Durante o almoço que Kirchner vai oferecer à Morales, "será estabelecido o primeiro contato para as futuras relações bilaterais", como afirma a chancelaria. Mas o prato principal promete ser salgado: a negociação em torno do preço do gás que a Argentina compra da Bolívia e para o qual Morales já anunciou aumento, como informa uma fonte da Casa Rosada.
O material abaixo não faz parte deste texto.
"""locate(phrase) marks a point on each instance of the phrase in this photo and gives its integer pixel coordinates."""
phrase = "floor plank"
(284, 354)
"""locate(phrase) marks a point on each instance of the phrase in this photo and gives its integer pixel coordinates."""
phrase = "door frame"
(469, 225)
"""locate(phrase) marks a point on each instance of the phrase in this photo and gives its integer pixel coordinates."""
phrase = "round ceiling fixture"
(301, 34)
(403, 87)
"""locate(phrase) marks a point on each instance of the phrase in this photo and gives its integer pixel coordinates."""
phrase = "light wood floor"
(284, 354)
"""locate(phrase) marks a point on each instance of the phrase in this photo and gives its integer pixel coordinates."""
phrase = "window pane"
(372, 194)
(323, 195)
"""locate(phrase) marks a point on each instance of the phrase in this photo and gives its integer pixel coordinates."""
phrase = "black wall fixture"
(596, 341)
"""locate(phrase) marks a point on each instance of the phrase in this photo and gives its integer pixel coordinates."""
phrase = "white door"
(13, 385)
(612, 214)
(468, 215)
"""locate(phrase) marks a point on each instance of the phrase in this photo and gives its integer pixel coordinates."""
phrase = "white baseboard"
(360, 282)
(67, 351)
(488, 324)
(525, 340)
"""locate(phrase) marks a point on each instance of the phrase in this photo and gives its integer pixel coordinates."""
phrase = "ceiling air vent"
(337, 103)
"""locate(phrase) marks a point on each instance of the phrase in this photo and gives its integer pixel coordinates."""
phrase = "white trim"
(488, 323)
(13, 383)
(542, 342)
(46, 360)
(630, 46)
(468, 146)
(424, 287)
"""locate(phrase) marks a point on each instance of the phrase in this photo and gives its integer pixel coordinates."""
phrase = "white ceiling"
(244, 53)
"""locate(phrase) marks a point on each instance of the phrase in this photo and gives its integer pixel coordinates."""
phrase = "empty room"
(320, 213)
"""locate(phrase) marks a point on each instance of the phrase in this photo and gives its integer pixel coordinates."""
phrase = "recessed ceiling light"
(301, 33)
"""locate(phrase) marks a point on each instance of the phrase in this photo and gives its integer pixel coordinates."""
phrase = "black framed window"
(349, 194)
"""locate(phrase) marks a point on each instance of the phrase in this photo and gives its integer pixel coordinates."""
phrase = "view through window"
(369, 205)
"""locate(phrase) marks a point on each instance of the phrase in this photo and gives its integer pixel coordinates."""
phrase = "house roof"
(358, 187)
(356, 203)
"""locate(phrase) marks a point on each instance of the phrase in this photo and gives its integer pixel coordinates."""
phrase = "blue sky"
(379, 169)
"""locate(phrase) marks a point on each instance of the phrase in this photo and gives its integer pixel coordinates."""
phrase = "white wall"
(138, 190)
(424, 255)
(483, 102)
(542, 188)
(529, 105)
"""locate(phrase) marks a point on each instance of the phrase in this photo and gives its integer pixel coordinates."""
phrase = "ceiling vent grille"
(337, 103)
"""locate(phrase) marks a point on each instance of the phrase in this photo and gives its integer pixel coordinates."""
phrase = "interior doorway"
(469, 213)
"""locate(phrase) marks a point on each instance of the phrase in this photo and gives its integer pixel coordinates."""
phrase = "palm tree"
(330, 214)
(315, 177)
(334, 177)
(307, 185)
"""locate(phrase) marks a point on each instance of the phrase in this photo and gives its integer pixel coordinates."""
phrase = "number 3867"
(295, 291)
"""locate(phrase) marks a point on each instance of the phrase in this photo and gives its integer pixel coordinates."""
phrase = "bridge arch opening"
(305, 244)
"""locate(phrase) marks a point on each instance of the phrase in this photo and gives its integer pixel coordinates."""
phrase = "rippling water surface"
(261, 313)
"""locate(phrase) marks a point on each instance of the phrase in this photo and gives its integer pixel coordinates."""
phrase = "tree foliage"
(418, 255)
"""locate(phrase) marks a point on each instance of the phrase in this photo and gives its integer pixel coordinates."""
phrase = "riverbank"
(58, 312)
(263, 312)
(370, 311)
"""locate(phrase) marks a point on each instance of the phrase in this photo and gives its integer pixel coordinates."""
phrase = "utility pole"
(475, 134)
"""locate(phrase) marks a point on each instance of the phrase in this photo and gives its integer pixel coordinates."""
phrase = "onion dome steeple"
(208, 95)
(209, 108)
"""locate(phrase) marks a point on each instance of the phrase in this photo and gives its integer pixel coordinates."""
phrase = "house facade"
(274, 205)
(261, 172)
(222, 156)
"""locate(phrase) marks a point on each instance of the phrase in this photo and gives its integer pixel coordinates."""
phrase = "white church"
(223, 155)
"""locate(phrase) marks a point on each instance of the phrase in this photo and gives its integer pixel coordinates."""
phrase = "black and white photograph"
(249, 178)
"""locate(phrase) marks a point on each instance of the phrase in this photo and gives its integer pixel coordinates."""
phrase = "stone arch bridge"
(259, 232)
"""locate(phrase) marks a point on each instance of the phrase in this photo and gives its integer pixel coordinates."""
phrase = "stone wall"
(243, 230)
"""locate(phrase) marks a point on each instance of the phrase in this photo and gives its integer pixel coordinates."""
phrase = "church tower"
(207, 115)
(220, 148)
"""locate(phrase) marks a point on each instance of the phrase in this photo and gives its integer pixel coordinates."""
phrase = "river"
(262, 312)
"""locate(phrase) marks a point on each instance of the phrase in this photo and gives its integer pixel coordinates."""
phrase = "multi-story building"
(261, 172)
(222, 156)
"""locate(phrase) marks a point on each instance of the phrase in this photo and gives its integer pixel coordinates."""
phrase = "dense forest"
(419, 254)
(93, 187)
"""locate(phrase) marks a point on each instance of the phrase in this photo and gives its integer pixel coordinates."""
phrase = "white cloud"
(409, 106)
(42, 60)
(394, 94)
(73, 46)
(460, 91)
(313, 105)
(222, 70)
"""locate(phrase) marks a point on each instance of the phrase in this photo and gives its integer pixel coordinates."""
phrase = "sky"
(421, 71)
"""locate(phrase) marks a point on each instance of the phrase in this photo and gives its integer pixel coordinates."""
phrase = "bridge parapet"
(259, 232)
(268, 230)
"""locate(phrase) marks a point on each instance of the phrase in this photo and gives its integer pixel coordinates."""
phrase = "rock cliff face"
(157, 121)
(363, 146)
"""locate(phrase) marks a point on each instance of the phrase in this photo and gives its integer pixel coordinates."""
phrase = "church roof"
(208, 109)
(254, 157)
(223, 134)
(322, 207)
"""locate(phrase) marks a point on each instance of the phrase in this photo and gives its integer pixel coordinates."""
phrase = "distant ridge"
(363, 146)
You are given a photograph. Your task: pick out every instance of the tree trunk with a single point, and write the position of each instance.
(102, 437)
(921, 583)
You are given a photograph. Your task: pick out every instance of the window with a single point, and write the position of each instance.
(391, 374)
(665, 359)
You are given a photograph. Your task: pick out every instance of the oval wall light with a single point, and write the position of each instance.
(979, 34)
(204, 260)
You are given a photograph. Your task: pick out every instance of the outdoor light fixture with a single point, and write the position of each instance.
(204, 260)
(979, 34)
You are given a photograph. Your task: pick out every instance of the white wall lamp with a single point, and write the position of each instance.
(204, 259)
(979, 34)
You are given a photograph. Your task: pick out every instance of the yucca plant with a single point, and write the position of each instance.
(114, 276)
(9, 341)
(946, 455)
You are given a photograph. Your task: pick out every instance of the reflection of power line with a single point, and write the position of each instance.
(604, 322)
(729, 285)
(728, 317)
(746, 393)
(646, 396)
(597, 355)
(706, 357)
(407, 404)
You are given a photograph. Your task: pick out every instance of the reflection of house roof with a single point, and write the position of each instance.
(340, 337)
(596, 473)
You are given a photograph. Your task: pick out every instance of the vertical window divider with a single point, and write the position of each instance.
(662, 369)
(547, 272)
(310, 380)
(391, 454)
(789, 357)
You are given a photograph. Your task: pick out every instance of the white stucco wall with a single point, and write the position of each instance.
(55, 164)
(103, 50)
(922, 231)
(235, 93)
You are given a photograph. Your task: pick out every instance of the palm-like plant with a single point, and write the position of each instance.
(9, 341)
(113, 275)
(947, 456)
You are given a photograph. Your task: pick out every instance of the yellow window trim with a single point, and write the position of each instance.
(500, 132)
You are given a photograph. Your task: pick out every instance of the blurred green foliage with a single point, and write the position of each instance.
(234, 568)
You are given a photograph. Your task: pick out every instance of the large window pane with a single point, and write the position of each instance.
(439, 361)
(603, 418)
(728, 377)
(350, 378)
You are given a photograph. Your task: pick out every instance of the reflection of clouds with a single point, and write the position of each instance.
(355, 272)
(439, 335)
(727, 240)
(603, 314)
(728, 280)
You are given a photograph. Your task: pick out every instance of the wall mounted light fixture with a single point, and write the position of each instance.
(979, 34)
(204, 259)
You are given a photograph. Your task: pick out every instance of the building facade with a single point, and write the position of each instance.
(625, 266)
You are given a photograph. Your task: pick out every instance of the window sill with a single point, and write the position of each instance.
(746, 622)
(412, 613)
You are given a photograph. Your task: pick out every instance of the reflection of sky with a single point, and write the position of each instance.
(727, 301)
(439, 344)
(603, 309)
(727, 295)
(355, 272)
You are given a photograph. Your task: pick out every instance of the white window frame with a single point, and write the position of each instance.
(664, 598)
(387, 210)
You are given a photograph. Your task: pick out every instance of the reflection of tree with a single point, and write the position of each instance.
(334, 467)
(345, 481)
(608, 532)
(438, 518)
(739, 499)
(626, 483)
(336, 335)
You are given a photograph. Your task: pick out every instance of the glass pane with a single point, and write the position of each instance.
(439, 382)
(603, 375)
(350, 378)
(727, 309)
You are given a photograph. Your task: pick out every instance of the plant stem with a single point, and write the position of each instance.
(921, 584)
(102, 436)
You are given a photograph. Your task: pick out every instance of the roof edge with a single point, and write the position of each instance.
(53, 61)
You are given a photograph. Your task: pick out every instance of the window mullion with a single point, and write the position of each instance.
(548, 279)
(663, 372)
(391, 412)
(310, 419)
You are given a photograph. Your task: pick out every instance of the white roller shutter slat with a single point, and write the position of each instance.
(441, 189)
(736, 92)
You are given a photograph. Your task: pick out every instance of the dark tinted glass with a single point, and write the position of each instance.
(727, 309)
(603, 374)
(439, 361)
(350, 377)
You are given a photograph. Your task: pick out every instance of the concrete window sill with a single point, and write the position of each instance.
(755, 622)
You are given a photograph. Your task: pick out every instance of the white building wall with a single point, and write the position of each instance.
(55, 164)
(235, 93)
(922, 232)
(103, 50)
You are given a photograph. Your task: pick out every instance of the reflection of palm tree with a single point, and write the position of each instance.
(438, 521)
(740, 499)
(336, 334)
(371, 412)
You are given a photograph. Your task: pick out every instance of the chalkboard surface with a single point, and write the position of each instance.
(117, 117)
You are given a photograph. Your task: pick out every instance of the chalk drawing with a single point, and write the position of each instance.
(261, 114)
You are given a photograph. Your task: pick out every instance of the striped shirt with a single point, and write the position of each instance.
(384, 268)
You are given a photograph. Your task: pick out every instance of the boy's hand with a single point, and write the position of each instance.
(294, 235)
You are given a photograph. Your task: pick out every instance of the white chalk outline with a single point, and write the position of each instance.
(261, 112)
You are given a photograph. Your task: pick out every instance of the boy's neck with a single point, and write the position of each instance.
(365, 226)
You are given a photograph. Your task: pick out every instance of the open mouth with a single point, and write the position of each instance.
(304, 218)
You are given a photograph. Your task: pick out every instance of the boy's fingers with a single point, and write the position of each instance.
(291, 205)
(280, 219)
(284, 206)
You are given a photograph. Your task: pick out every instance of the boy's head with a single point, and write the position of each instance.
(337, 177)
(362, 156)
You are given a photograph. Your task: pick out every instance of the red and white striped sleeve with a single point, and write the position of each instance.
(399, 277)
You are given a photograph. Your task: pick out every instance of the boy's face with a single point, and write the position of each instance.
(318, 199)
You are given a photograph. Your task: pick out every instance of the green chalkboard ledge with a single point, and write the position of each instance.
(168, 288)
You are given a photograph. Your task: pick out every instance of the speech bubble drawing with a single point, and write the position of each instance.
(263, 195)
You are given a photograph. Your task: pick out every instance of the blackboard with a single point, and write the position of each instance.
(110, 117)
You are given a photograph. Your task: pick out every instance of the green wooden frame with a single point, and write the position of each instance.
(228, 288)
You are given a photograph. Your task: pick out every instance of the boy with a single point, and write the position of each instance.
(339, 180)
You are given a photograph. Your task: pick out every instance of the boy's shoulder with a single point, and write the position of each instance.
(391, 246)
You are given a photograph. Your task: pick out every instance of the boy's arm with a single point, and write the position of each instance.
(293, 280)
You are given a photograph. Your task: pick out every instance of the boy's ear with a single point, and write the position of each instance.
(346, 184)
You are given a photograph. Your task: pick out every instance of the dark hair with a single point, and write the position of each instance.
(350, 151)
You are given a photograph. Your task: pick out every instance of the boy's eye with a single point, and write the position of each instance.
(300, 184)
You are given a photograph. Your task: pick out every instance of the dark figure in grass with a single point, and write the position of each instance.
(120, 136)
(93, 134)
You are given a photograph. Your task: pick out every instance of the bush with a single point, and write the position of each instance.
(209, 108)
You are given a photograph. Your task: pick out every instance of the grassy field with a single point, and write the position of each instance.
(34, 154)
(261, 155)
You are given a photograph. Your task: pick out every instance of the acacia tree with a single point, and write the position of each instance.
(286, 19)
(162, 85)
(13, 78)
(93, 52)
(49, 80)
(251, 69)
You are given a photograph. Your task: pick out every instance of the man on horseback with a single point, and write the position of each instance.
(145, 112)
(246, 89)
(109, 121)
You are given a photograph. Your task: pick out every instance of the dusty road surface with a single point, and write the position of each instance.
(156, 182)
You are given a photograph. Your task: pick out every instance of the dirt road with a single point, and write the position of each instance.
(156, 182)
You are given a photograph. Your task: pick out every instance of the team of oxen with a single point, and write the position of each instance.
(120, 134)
Para tanto, haverá uma reunião técnica paralela, entre o ministério do Planejamento e assessores de Morales.
À noite, no jantar que Lula oferecerá à Kirchner, haveria dois pratos fortes: a posição do Uruguai de negociar um acordo de livre comércio com os Estados Unidos e seu, conseqüente afastamento do Mercosul, e a Cláusula de Adaptação Competitiva (CAC) que ambos países deverão assinar para instituir salvaguardas automáticas no comércio bilateral.
No dia seguinte, Kirchner, Lula e Chávez terão um almoço para discutir a integração energética, com especial destaque para o gasoduto sul-americano, como propõe o venezuelano. Além disso, os três presidentes vão discutir detalhes da agenda do Foro Social Mundial, em sua versão latina, que será realizada em Caracas entre os dias 24 a 29 de janeiro. Apesar da ampla agenda a discussão que deve ser a mais polarizada diz respeito ao Mercosul, diante da crise desencadeada pelo Uruguai.